Dopo la morte di Walter, la loro cella era diventata una scena da analizzare dalla scientifica che faceva indagini per conto del Tribunale. Pertanto Alessandro e l’altro compagno di cella erano stati trasferiti in un’altra cella al secondo piano, a fare le stesse cose che facevano nella cella di prima, e cioè nulla.

In condizioni normali, guardare un amico morire è una cosa che ti segna per il resto della vita. In galera evidentemente le cose non funzionano così. La depressione prevale e il malessere ti rende indifferente ai rischi. Al punto che, solo dopo due settimane, Alessandro pare sia ritornato a sniffare gas nello stesso modo di Walter, e forse è morto nello stesso modo: un tentativo di staccarsi da questa realtà che l’ha portato a staccarsi dalla vita, se mai si possa chiamare vita quella che molte persone fanno qui dentro.

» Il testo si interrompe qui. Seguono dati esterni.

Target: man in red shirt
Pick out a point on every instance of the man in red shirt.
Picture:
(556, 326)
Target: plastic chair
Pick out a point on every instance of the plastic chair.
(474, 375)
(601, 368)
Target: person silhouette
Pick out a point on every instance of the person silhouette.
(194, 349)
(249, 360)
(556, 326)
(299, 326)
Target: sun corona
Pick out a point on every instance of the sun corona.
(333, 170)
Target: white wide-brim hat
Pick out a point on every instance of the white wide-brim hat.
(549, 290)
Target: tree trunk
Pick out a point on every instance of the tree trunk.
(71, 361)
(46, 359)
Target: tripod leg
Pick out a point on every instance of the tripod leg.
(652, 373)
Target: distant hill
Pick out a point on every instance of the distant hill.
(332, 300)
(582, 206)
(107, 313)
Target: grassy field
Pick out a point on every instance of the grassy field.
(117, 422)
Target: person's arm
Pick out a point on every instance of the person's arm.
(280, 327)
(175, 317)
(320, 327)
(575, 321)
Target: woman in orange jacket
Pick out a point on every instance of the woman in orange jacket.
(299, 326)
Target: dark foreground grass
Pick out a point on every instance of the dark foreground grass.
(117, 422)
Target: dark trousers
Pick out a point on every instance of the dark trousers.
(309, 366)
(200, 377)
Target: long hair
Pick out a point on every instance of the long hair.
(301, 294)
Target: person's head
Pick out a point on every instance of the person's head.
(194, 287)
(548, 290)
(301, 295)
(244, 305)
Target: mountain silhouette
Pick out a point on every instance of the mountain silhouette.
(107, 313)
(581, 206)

Ora che la cella di Alessandro diventerà un luogo da analizzare da parte delle autorità giudiziarie, tutti si chiedono se il terzo ragazzo, dopo aver visto morire i due amici, sarà aiutato in qualche modo a uscire dall’isolamento e a trovare qualche motivo di speranza. Le opinioni sono diverse, ma alcune persone con i loro stessi problemi di tossicodipendenza, mi dicono che se la “cura” continua a essere prendere psicofarmaci e rimanere in branda a guardare il soffitto, il destino di queste persone è già segnato.

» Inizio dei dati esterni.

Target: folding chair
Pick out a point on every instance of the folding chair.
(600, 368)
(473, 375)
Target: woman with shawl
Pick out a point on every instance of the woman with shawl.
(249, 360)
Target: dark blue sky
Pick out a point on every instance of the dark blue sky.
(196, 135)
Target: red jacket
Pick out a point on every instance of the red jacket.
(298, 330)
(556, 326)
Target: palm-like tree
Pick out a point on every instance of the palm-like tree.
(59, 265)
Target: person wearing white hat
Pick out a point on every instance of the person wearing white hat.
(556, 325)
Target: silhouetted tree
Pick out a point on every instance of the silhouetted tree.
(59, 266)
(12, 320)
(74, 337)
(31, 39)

Questi ragionamenti mi spaventano, ma so che almeno su una cosa hanno ragione: se quella del “a me non potrà capitare mai” è una leggerezza molto diffusa nella società di oggi, qui dentro, la convinzione di essere più forti del destino si mischia alla rassegnazione verso la disumanità del luogo in cui si è chiusi, facendo una miscela che, se non è esplosiva, è a volte disperata, come queste due morti che ci indignano.